El hombre, sin embargo, se siente dueño. Igual que aquella compañera de la lavandería. Igual que aquel otro de la cocina. Igual que el botones y el muchacho de la recepción. El Bauen, ese hotel cargado de esperanzas, le pertenece.
El hombre coloca el vaso en la mesa, mira la panera con un poco de desgano y piensa en arrojar un pancito negro como arma de resistencia a una ventana de la Casa Rosada. Ningún presidente tiene derecho a quitarle lo que es suyo. La propiedad colectiva se defiende con más vehemencia que la propiedad privada.
Recuperaron el hotel de las garras de un empresario tan abandónico como inescrupuloso. Cuando nadie, excepto unas pocas organizaciones de izquierda apoyaban su lucha, pusieron en pie a la mole de cemento. Fue hace trece años, cuando dieron lugar a un sueño y a un experimento colectivo: un hotel gestionado por sus trabajadores. Sostuvieron su trabajo y su pasión, su fe y su optimismo.
Hace menos de un mes consiguieron vía parlamentaria la expropiación definitiva. Se convirtieron, formalmente, en sus propietarios. El ‘soviet’ del Bauen mostraba una experiencia luminosa. Exhibía que, finalmente, era posible: que aunque se tratara de una isla, la propiedad colectiva no era una quimera. Ayer, sin embargo, sucedió lo impensado: el Presidente de la Nación rompió, a golpe de lapicera, la conquista histórica.
Los gobernantes no suelen confiar en las experiencias colectivas. Desconfían de la capacidad de gestión de los únicos que, en realidad, conocen cada rubro: los que trabajan en él. Para ellos, los ferroviarios no pueden manejar los trenes, los maestros no pueden dirigir las escuelas, los pilotos no pueden hacer funcionar la industria aérea.
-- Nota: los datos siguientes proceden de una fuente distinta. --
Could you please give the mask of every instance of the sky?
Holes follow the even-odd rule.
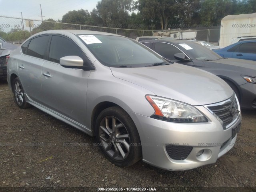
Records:
[[[22,12],[24,18],[41,20],[41,4],[43,20],[61,20],[69,11],[83,9],[91,12],[98,1],[100,0],[0,0],[0,16],[20,18]]]

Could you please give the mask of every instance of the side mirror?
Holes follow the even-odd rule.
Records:
[[[176,53],[174,54],[174,58],[180,61],[185,60],[185,54],[184,53]]]
[[[60,59],[60,64],[62,67],[73,69],[89,70],[88,66],[84,66],[84,60],[80,57],[72,55],[62,57]]]

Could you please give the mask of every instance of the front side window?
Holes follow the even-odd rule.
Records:
[[[50,61],[60,63],[62,57],[73,55],[84,58],[82,51],[74,43],[64,37],[52,36],[49,53]]]
[[[154,50],[166,59],[174,59],[174,54],[182,53],[179,49],[173,45],[165,43],[156,43]]]
[[[48,35],[40,36],[32,39],[28,45],[27,54],[41,59],[44,58],[48,40]]]
[[[239,47],[238,52],[256,53],[256,42],[242,43]]]
[[[141,67],[166,62],[140,43],[129,38],[108,35],[78,35],[94,56],[109,67]]]
[[[238,47],[240,46],[240,44],[238,44],[238,45],[236,45],[235,46],[234,46],[233,47],[232,47],[230,49],[228,49],[227,51],[228,52],[235,52],[236,50]]]

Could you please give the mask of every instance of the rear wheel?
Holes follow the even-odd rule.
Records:
[[[24,109],[31,106],[30,104],[26,101],[24,91],[18,77],[15,78],[13,81],[12,91],[15,102],[20,108]]]
[[[139,134],[128,114],[118,106],[103,110],[96,124],[97,141],[106,157],[120,167],[131,166],[142,158]]]

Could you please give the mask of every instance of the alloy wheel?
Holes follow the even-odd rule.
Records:
[[[16,102],[19,105],[21,106],[24,100],[24,94],[21,85],[18,81],[14,84],[14,91]]]
[[[124,124],[112,116],[101,121],[99,128],[100,139],[103,149],[112,158],[122,161],[130,153],[130,139]]]

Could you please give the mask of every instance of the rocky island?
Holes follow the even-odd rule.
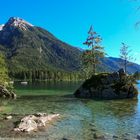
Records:
[[[137,97],[133,76],[123,69],[113,73],[100,73],[87,79],[74,93],[79,98],[124,99]]]
[[[16,94],[8,90],[5,86],[0,85],[0,97],[16,99]]]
Y los recepcionistas, los botones, los mozos, los lavanderos, las camareras, no pueden manejar un hotel.
En los hoteles se amasan sueños y esperanzas. Algunos beben vino hasta desfallecer mientras otros, con más guita en el bolsillo, hacen negocios en sus buffets. En los hoteles se planifican revoluciones secretas y se urden planes de futuro. Sus habitaciones son testigos de amores tan fugaces como apasionados. Sus paredes hablan mil idiomas. Los hoteles son el espacio de lo pasajero. Un territorio habilitado para propios y extraños.
Puede haber hoteles sin dueños. No sin trabajadores. Para montar una casa de paso, solo es necesario trabajo y ayuda mutua.
Los trabajadores del Bauen sostienen la esperanza cada día. Hoy, como ayer, marcharán para hacer efectivo su derecho de propiedad. El presidente debería entenderlo. Su lapicera y sus vetos, no podrán más que ellos.